Step 2: segment the supply base for risk management
Companies should identify suppliers that drive the greatest level of risk. Which suppliers pose the greatest risk to the organization’s major product launches, growth plans or projects? Which suppliers can disrupt ongoing operations if their deliveries are interrupted? Which suppliers pose the greatest risk to the organization’s reputation and brand, regulatory compliance and ability to meet environment, health and safety plans?
Step 3: identify, develop and obtain the right supplier risk data
Companies should consider many different types of data, from a variety of sources in order to gain an understanding of risk. Examples include the OFAC economic/trade sanctions list, supplier financials/scores, business continuity plans, business continuity test results, information security plans, breach notification plan, vendor management plans (for those that have subcontractors to support your needs), internal business requestor requirements, internal risk subject matter recommendations, etc. Some data (e.g. capacity, compliance, etc.) is not routinely captured nor is it readily available from a single reliable source.
Step 4: orchestrate ongoing data collection across the supply base
Collecting the data means enrolling suppliers into the program and managing and assembling a very large volume of different data elements comprised of both internal and external information.

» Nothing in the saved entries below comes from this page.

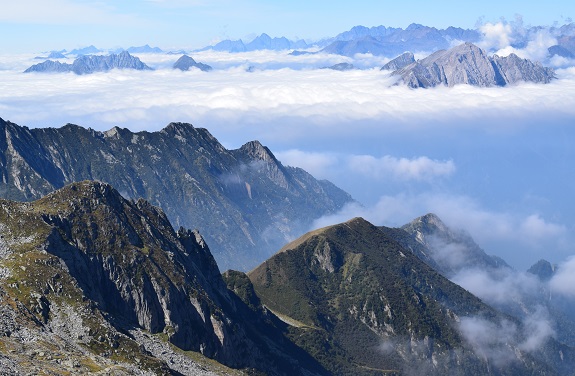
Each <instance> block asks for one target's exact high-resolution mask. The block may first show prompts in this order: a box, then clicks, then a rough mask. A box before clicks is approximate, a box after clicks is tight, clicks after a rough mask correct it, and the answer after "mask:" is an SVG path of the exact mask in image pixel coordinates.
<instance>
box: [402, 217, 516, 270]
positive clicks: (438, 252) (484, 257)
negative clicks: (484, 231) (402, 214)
mask: <svg viewBox="0 0 575 376" xmlns="http://www.w3.org/2000/svg"><path fill="white" fill-rule="evenodd" d="M401 229H403V230H404V231H406V232H407V233H408V234H409V235H410V236H411V237H412V238H413V240H415V241H416V242H418V243H419V244H421V245H422V246H423V247H424V250H423V251H422V252H419V257H420V258H421V259H423V260H424V261H426V262H427V263H428V264H430V265H431V266H432V267H434V268H435V269H437V270H438V271H440V272H441V273H443V274H444V275H446V276H453V275H455V274H456V273H457V272H460V271H462V270H465V269H470V268H484V269H488V270H494V269H498V268H505V269H508V268H510V267H509V265H507V264H506V263H505V262H504V261H503V260H502V259H500V258H498V257H495V256H490V255H487V254H486V253H485V251H484V250H483V249H481V248H480V247H479V245H477V243H475V241H474V240H473V238H472V237H471V236H470V235H469V234H468V233H466V232H465V231H463V230H459V229H452V228H450V227H449V226H447V225H446V224H445V223H444V222H443V221H442V220H441V219H440V218H439V217H438V216H437V215H436V214H433V213H428V214H426V215H424V216H421V217H418V218H416V219H414V220H413V221H411V222H410V223H408V224H406V225H404V226H402V227H401ZM405 244H407V243H405ZM422 255H423V256H424V257H422ZM426 258H431V259H432V263H430V262H428V260H426Z"/></svg>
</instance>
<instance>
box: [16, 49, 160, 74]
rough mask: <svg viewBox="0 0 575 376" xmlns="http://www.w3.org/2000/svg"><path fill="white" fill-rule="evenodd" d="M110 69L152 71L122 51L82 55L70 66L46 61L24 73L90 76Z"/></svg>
mask: <svg viewBox="0 0 575 376" xmlns="http://www.w3.org/2000/svg"><path fill="white" fill-rule="evenodd" d="M111 69H135V70H152V68H150V67H149V66H147V65H146V64H144V63H142V61H141V60H140V59H139V58H137V57H135V56H132V55H130V53H129V52H127V51H124V52H121V53H119V54H117V55H116V54H110V55H107V56H98V55H83V56H80V57H78V58H76V60H74V62H73V63H72V64H68V63H60V62H59V61H52V60H46V61H45V62H43V63H39V64H35V65H32V66H31V67H30V68H28V69H26V70H25V71H24V73H32V72H42V73H64V72H74V73H76V74H90V73H94V72H107V71H109V70H111Z"/></svg>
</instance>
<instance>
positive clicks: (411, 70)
mask: <svg viewBox="0 0 575 376" xmlns="http://www.w3.org/2000/svg"><path fill="white" fill-rule="evenodd" d="M393 74H394V75H398V76H401V77H402V79H403V82H404V83H405V84H406V85H407V86H409V87H412V88H428V87H434V86H438V85H444V86H449V87H451V86H454V85H458V84H468V85H473V86H479V87H491V86H505V85H509V84H515V83H517V82H520V81H528V82H535V83H548V82H550V81H551V80H552V79H553V78H554V77H555V75H554V72H553V70H552V69H551V68H545V67H543V66H542V65H541V64H540V63H533V62H531V61H529V60H526V59H521V58H519V57H518V56H517V55H515V54H511V55H509V56H507V57H499V56H497V55H494V56H493V57H491V56H489V55H487V53H486V52H485V51H484V50H482V49H481V48H479V47H477V46H476V45H474V44H472V43H464V44H461V45H459V46H457V47H454V48H451V49H449V50H440V51H437V52H435V53H433V54H431V55H430V56H428V57H426V58H425V59H422V60H419V61H416V62H413V63H411V64H409V65H407V66H405V67H403V68H400V69H398V70H396V71H394V72H393Z"/></svg>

Step 5: translate risk data into insights
Supplier risk management works best when risks are predicted in advance and when they are related to the type and magnitude of business impact that they can drive. Understanding risk in the context of the business activities and earnings streams that they threaten is vital for prioritization and for mobilizing the appropriate response. This step requires a well-thought-out framework and an analytical model for supplier risk analysis. It also requires linkage of supplier risks to the products and services and earnings that they may impact. Technology for risk analytics are a vital enabler.

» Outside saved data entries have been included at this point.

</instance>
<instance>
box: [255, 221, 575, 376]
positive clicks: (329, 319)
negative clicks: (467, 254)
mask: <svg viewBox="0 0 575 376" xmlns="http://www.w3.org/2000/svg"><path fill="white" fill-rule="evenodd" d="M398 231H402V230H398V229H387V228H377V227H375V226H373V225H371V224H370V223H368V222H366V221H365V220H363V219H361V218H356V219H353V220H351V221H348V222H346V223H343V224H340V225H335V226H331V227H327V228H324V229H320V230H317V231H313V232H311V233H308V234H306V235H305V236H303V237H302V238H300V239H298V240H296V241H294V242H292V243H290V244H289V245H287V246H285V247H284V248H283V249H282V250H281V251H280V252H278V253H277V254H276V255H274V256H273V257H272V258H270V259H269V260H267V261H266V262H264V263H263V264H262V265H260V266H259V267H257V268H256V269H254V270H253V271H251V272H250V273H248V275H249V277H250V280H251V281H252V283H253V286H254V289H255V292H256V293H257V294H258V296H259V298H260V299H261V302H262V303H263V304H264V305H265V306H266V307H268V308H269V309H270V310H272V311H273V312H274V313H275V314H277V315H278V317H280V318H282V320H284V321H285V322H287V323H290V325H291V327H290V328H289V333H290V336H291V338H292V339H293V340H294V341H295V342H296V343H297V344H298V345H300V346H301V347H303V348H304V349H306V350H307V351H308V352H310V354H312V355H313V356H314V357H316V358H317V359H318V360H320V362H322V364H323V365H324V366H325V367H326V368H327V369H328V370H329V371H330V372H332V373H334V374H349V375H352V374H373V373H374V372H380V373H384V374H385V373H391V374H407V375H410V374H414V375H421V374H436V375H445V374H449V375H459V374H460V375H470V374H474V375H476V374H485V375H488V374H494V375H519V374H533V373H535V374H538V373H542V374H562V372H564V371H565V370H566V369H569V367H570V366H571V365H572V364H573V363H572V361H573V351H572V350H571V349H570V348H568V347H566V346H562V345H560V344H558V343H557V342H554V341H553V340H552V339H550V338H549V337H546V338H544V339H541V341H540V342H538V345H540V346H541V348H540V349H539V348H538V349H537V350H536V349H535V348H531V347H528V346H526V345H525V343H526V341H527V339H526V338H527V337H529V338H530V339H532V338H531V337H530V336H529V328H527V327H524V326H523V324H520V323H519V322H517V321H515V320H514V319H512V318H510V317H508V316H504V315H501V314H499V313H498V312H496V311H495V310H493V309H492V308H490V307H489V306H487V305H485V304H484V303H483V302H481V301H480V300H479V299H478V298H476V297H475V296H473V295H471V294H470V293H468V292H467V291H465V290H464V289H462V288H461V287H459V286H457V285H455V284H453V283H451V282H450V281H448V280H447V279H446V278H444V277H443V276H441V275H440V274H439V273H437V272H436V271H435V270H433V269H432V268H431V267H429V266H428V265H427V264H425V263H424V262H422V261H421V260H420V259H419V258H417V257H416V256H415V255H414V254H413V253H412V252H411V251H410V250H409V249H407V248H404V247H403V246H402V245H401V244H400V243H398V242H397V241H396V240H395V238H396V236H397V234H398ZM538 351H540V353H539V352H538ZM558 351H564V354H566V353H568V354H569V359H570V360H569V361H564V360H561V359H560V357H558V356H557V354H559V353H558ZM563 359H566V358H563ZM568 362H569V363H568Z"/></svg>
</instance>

Step 6: develop the organization’s playbook and tools for addressing supplier risk
The organization’s key actions for risk mitigation should be identified and formalized as “playbooks” to enable structured, repeatable and coordinated execution across the enterprise. Playbooks should include specific action plans with repeatable triggers, procedures, roles, responsibilities and measures. This entails clear definition of triggers, cross-functional execution steps and workflows, roles and metrics, as well as other elements. When executing to a playbook an organization can address risk more quickly, efficiently and effectively.
These 6 steps also require the right foundation – an operating model for risk management. Processes and policies, organization and governance, data, architecture and tools, service delivery models, people and talent management and performance management should all be aligned in support of risk management capabilities.
No doubt, effective supplier relationship management takes work, but with all that is at stake, companies should take stock of their current capabilities and approach for risk management and aim for an integrated model that includes the above 6 steps.